Bölüm 4 - Tanışma

58 52 9
                                    

''Joe, işte orada! Buldum onu. Şimdiki bedenim bu olmalı.'' Eliyle bir dükkanın içini gösterdi. Esmer, güzel mi güzel bir kadın kasasındaki paraları sayarken Julia'nın gözlerine takılmıştı. Joe ona doğru baktı ve gözlerini irice açtı.

''Hayatım, o olmaz. Güven bana. Onun kamburu var.''

Julia kaşlarını çattı. Kadını iyice süzdü. Beli incecik ve dümdüzdü. Sırtında ise bir eğrilik yoktu. Bu kadın muhteşemdi.

''Benim gördüğüm kadarıyla harika bir kadın. Onu istiyorum Joe!''

Joe ne yapacağını bilemedi. Bu kadın onu polislere şikayet etmeye çalışan kadındı. Dükkana girdi.

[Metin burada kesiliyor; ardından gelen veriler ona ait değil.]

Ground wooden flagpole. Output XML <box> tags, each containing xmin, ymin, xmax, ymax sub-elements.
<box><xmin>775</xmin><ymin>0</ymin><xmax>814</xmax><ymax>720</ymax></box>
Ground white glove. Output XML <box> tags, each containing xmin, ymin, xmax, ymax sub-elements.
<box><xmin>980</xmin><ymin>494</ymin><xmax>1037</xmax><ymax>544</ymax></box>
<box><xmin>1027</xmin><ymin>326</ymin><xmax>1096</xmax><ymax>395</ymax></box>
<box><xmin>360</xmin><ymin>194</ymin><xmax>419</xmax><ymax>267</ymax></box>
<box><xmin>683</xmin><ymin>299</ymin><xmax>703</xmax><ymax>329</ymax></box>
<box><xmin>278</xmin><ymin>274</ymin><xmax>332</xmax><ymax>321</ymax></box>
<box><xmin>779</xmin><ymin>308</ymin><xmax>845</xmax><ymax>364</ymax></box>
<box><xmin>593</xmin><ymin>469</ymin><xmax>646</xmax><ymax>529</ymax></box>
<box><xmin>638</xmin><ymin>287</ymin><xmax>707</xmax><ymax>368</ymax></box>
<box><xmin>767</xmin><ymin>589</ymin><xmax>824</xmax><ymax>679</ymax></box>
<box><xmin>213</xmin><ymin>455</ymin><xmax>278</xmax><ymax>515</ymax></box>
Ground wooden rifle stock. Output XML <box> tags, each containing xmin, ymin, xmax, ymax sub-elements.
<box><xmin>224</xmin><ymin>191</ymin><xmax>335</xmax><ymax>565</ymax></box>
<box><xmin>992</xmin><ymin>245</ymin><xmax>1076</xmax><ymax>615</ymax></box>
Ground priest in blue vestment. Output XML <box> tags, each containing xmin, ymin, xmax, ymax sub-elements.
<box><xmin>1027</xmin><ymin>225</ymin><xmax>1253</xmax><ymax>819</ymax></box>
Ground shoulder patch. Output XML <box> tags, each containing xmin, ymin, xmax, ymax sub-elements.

''Merhaba, paramı bozdurmak istiyorum.''

Kadın saymakta olduğu paraları masanın üstüne bıraktı ve elini uzattı. Daha sonra kafasını kaldırıp adama baktı. Bir adım geriye gitti. Korkmuştu. Elleriyle kendini siper etti. Julia her şeyden bihaber olanları izliyordu.

''Lütfen, bağışlayın beni. Size kötülük ettim. Fakat siz de beni polise şikâyet etmek istediniz. Görmüyor musunuz ne hâldeyim? Beni dışarıdan alıp kurtaran tek kişi siz oldunuz. Bunu unutamam. Lütfen beni bir dostunuz olarak görün. Unutalım bu kötü olayları.''

Kadın sakinleşti. Gülümsedi ve adamın omzuna dokundu.

''Ben de özür dilemek istiyorum. –Sesini alçalttı- Fakat siz delisiniz. Gazeteden gördüğüm kadarıyla herkes sizi arıyor.''

Joe gazeteyi eline aldı. Fotoğrafının altında şunlar yazıyordu; ''Akıl Hastanesinden kaçan hasta aranıyor. Bilginiz olursa lütfen bildiriniz.'' Joe gazeteyi yere fırlattı.

''Saçmalık! O yere asla geri dönmem!''

Kadın elleriyle Joe'yu durdurmaya çalıştı. Bağırarak insanların dikkatini çekiyordu. Kadın onu sakinleştirdikten sonra bahçedeki sandalyelerden birine oturttu.

''Bayım, lütfen sakin olun. Sizi saklayacağım. Bunu bir iyilik olarak yapmayacağım. Bu dünya fazla korkunç, fazla adaletsiz. Siz eğer oraya geri gönderilirseniz acınız çoğalacak. Yüzünüz yara bere içinde. Saçınızı tarayacak bir tarak bile bulamamışsınız. Sizi bir beyefendiye yakışır şekilde giydirmek ve bakımınızı yapmak benim vazifemdir. Lütfen benimle evime tekrar gelin. Bu sefer kaçmayın.''

Joe gülümsedi.

''Kimseye burada olduğumu söylemezseniz asla kaçmam, size güvenim sonsuz.'' Dedi.

Kadın gülümsedi. Elbisesinin eteğini topladı ve bomboş kalmış dükkanını kapattı. Yandaki merdivenlerden çıktı. Kapıyı açtı ve eliyle içeriyi işaret etti. Joe gülümseyip içeriye girdi. Kadın da arkasından geldi. Joe cam kenarındaki koltuğa oturdu. Kadın da şöminenin karşısındakine geçti. Birbirlerine yakındılar çünkü oda dardı.

''Benim seni affetmemi istiyorsun. Bunun için neler olduğunu öğrenmem gerekiyor. Mesela gerçekten deli misin? Akıl hastanesinden neden kaçtın? Her şeyi öğrenmeliyim.''

Joe başını eğdi. Kadının bunu soracağını biliyordu.

''İsmini bilmediğim bir kadına yaşadığım her şeyi anlatmam doğru olmaz sanırım.'' Dedi Joe.

Kadın gülümsedi.

''Carol. Sen de gazeteden gördüğüm kadarıyla...''

''Joe.'' Kadının sözünü kesip devam ettirdi. Gülümsedi.

''Peki deli misin?'' dedi kadın. Joe'nun gülümsemesi birden soldu. Kaşlarını çattı, gözlerini kıstı. Bunu duymayı sevmiyordu. Belki de bir milyon kere söylemişti. Deli değildi.Fakat kimse inanmamıştı. Çok uçuk fikirleri vardı fakat hepsini gerçekleştirebilecek güce sahipti. Deli olan o değildi, farklı fikirleri olan insanlara deli gözüyle bakan insanlardı.